I’ve seen some scoff that prices for meat falling before the White House’s actions had a chance to work proved that those actions were unnecessary and not a way to fight either inflation or monopolization. These people don’t know how power works. Everyone in finance understands the concept of market signaling, where a hint of the direction of future policy drives decision-making. This is a signal of strong conduct to come. Of course the processors took the point.
It’s not limited to meat. Since Rohit Chopra took over at the Consumer Financial Protection Bureau, he has made clear that he will investigate banks that rely on taking in billions in overdraft fees as part of their business model. Chopra highlighted Bank of America, Wells Fargo, and JPMorgan Chase in particular. This week, Bank of America announced it would lower its primary overdraft fee from $35 to $10. JPMorgan said it would allow customers to overdraft by $50 before incurring a fee, and offer a one-day grace period after that. Wells Fargo said it would announce changes soon.
You could go back to the Federal Trade Commission’s announcement to enforce “right to repair” leading Apple and Microsoft to change their policies to allow individuals to repair their products. Or the Education Department fixing loan forgiveness programs and student loan servicers leaving the business, now that they know they cannot profit off abusing borrowers.
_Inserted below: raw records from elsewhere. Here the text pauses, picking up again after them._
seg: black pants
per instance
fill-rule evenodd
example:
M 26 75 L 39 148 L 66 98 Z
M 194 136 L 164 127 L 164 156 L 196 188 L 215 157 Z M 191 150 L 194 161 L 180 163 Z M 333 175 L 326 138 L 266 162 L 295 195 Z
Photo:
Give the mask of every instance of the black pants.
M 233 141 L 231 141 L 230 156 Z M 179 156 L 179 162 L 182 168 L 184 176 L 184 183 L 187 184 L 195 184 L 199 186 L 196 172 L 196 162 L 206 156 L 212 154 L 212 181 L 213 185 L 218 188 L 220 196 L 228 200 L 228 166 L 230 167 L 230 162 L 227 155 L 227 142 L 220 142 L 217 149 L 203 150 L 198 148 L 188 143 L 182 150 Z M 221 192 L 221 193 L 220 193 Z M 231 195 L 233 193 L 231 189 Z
Governments can change corporate behavior by announcing they will actually enforce the law. That’s what John Kennedy did in the 1960s to prevent steel price increases. The bully pulpit, backed by a clear and swift signal to take action, can make a difference.
So the Day One Agenda is not dead, and neither is the administrative state. Governments make thousands of decisions every day. Few will be scrutinized by the judiciary, and fewer still will be invalidated. The OSHA vaccine mandate’s demise is discouraging, and what the Court is doing to block action in the public interest is nauseating. But it must not be an excuse for inaction, especially when action works.